Lotus leaf water removal refers to the lotus leaf in the microwave through the water molecule. It impacts heating, destruction, and passivation of oxidative enzyme activity in fresh leaves, inhibiting the enzymatic oxidation of tea polyphenols in fresh leaves. Through this process, tea leaves do not change color during drying. At the same time can remove a green flavor of fresh leaves, forming a better aroma.
The important process of lotus leaf tea processing is fixation. The purpose of green killing is to use high temperatures to destroy the activity of polyphenol oxidase, inhibit its oxidation red and Browning, and fix the green quality of fresh leaves. The fixation and evaporation of water occur simultaneously, which takes away the green breath of fresh leaves, leaving it fragrant.
Microwave sterilization drying means that electromagnetic waves generated by the magnetron are evenly irradiated to lotus leaves, which can be heated internally and externally at the same time to instantly raise the temperature.
The finishing drying process is very uniform, without burnt leaves, burnt edges, debris, etc. While the traditional finishing process of tea leaves is through the heating roller, which is transmitted to the tea leaves. The heat is not uniform, which is easy to produce internal ripening, external dry, and internal wet.
The production of the burnt taste, burnt leaves, and detritus affect the quality of lotus leaf tea.
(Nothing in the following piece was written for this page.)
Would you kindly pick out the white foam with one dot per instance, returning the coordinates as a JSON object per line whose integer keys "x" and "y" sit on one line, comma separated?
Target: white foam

Because lotus leaves stay in the microwave heating box for a short time and do not need air and steam to conduct heat, it can significantly retain tea’s nutritional components. Traditional killing and drying in rolling to the killing and drying machine for a long time, therefore, lotus leaf tea loses more nutrients.
Most importantly, lotus leaf tea plays a bactericidal role in finishing and drying, which can greatly extend the warranty date. It is incomparable with any other finishing drying method.